We present terahertz images of 10 μm thick histopathologic sections obtained in reflection geometry with a time-domain spectrometer, and demonstrate improved contrast for sections measured in paraffin with water. Automated segmentation is applied to the complex refractive index data to generate clustered terahertz images distinguishing cancer from healthy tissues. The degree of classification of pixels is then evaluated using registered visible microscope images. Principal component analysis and propagation simulations are employed to investigate the origin and the gain of image contrast.

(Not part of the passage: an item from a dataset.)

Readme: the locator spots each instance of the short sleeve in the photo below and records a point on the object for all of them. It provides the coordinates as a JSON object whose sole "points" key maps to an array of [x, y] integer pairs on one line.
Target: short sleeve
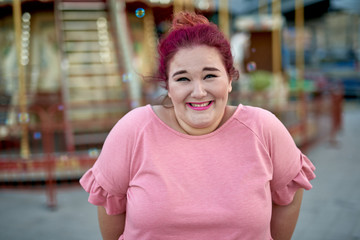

©2010 Optical Society of America
In recent years several groups have demonstrated the application of terahertz (THz) imaging for medical studies, especially for diagnosing cancers. Due to the strong absorption of terahertz radiation by water present in biological tissues, these studies were performed either in reflection geometry [1–4] using bulk raw samples or in transmission geometry using paraffin-embedded [5–9], dried [10,11], lyophilized  or frozen  millimeter thick slices. THz imaging has potential as a tool to aid in the diagnosis of cancers if used in combination with histopathologic examination. However, as they contain information in far more depth than visible photomicrographs, THz images of thick samples are not representative of the structures visible in histology sections. Moreover, the reproducibility of results is often hindered by sample preparation, including control of moisture levels and contact conditions with the imaging window.
In this paper, we show THz spectroscopic images of 10 µm thick sections cut from, formalin fixed, paraffin-embedded liver tissue blocks prepared according to standard histopathologic procedures. Such samples have the advantage of being available from the archive of any pathology department, requiring a minimum quantity of tissue and allowing direct registration with visible microscope images for diagnosis . However, despite the high sensitivity of THz time-domain spectroscopy (TDS), important noise background associated with the measurements of very thin samples (in this case λ/30 at 1 THz) often leads to a poor signal-to-noise ratio (SNR). Besides the obvious system development aspect, advanced visualization and classification techniques [6–8] can be used to improve image rendering and extract information of interest. Here, we demonstrate that THz images of very thin sections measured in paraffin with water are improved compared to THz images obtained with raw (dewaxed) sections in water or with paraffin sections in air. The origin and the gain of image contrast are investigated using principal component analysis and Fresnel-based simulations.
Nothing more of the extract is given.